Depreciation reporting

In accounting reporting systems , depreciation of fixed assets of a business, such as buildings , equipment, computers, etc. , are not recorded as an expense money. When an accountant measures profit on the accrual basis , he or she account depreciation as an expense. Buildings, machinery , tools, vehicles and furniture have a limited lifespan . All fixed assets, except for actual land, have limited useful life for a company . Depreciation is the accounting method that allocates the total fixed cost for each year of use to help the company to generate income assets .
Part of the total turnover of business includes recover the cost invested in its fixed assets. In a real sense of a company sells a portion of its assets in fixed selling prices by customers. For example, when you go to the grocery store, a fraction of the price you pay for eggs or bread goes toward the cost of buildings , machinery, bread ovens, etc. Each reporting period , the company gets a party cost invested in its fixed assets.
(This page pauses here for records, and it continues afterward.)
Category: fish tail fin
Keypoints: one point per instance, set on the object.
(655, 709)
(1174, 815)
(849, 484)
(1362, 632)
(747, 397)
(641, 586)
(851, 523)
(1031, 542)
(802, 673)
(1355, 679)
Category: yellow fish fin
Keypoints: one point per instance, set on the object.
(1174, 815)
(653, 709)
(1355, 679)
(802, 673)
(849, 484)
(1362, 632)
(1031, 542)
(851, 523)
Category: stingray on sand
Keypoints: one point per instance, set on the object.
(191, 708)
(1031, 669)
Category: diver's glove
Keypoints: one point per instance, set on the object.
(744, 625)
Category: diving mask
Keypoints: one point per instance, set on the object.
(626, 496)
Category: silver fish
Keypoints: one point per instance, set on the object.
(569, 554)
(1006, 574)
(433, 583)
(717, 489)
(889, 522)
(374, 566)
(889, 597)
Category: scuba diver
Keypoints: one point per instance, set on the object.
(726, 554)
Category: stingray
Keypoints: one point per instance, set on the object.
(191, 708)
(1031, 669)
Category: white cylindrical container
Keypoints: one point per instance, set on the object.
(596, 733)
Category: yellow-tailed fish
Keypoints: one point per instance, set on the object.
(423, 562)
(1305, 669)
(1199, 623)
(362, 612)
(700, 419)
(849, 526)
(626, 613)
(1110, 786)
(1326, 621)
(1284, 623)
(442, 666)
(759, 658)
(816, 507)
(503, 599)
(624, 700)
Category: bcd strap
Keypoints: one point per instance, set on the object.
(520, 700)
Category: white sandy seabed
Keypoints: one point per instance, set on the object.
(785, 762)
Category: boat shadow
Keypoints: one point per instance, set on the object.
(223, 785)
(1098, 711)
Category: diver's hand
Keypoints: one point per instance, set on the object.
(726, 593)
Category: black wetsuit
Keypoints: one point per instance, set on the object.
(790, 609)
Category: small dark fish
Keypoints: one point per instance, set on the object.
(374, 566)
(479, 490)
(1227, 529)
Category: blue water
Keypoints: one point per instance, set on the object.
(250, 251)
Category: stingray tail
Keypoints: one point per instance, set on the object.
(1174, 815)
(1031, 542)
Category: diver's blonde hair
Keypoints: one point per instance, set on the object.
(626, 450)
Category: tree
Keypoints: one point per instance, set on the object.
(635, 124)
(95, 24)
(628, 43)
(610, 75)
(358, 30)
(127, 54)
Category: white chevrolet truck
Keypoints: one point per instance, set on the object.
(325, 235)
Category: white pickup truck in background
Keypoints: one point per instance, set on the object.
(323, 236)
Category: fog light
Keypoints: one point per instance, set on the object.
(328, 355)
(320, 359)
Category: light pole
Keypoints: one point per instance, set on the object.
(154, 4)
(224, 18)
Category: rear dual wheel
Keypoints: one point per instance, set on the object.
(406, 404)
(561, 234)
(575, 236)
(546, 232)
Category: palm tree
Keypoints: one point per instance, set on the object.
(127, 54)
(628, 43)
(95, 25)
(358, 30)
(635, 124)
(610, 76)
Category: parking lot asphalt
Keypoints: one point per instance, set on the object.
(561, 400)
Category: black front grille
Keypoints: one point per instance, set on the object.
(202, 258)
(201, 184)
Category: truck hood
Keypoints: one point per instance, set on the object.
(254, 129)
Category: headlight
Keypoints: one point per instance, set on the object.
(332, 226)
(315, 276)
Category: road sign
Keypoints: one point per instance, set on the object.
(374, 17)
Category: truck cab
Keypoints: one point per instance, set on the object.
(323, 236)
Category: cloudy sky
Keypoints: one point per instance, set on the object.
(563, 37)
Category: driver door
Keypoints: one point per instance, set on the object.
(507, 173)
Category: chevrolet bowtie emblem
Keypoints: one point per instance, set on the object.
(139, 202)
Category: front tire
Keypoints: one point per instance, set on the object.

It is not enough for the accountant to add damping to the benefits the bottom line of the year. Change in other assets and changes in liabilities , also affect cash flow profit . The competent accountant will consider all the changes that determine cash flow profit . Depreciation is only one of many adjustments to the net profit of the business to determine cash flow from operating activities. Amortization of intangible assets is another expense that is recorded in the assets of a business for the year. It is different in that it requires no capital outlay of the year charged to expense. It was then that the company has invested in tangible assets.